Parasite’s twists and occasional shocks feed into a narrative about class hierarchy and the smaller, more insidious elements that separate the classes. At first, the Kims and the Parks are painted with broad strokes, the Kims as a family of intelligent con-people, the Parks as stupid and out-of-touch rich people. The result is often comedy: the Kims’ machinations are not particularly sinister, treated instead with a combination of lightness and complex morality. The film doesn’t exactly ally itself with the Kims. They’re not villains, but their choices are also not exactly honest, and while the Parks are not bad people, they are also not self-aware or particularly intelligent ones. The general lack of backstory further heightens the moral complexity—Ki-taek’s disappointments in life are briefly referenced, as is Chung-sook’s Olympian past, but the film avoids attempting to justify (or not) its characters’ behaviors based upon that. What is clear is that the Kims are intelligent and talented, and that the Parks are not, effectively skewering any argument for a capitalist meritocracy.
But Parasite is not a simplistic view of the class conflict that permits of easy or satisfying solutions. The conflict within the lower classes, and the way in which they’re pitted against each other, is also treated of in the film’s most striking scenes. In this, Parasite is a far more complex treatment of similar topics to those broached in Snowpiercer. Parasite needs no dystopian future to interrogate class structure—it is firmly embedded in the here and now.
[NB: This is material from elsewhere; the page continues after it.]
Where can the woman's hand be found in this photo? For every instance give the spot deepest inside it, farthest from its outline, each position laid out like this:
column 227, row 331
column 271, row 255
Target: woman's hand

The film opens with the Kims trying to get a wifi signal, which they’re stealing from their neighbor; later, phones, and their multitudinous uses, figure into the plot in marked ways. Access to phones, information, and technology leads to power, but it is a complex and multifaceted kind of power, one that can change lives in an instant.
There is so much complexity, visually and thematically, contained in Parasite that it’s nearly impossible to distill in a single review, especially in trying to avoid spoilers. This is also its strength—the film itself is deceptive, in what it convinces the viewer it’s about, in what it proves to be about, and in the way it moves among its themes and characterizations with a fluidity that masks the brilliance of its structure. Bong Joon-ho folds in humor with pathos, deception with apparent clarity, seeing both the humor in the situations and the underlying horror in them. Yet there’s never a sense of whiplash, nor a sudden shift in tone. Parasite remains a single, fluid narrative, so well-structured and well-characterized that the viewer doesn’t realize what’s going to happen until it does.
By turns hilarious, harrowing, and horrifying, Parasite may well be Bong Joon-ho’s best film since Memories of Murder. Like that film, the story is about perspective, moral complexity, less about the solution than how we get there. But Parasite is also more sharply satirical, and even nastier, in its own way. Don’t read too much about it before going in, for Parasite will stay with you, long after it ends.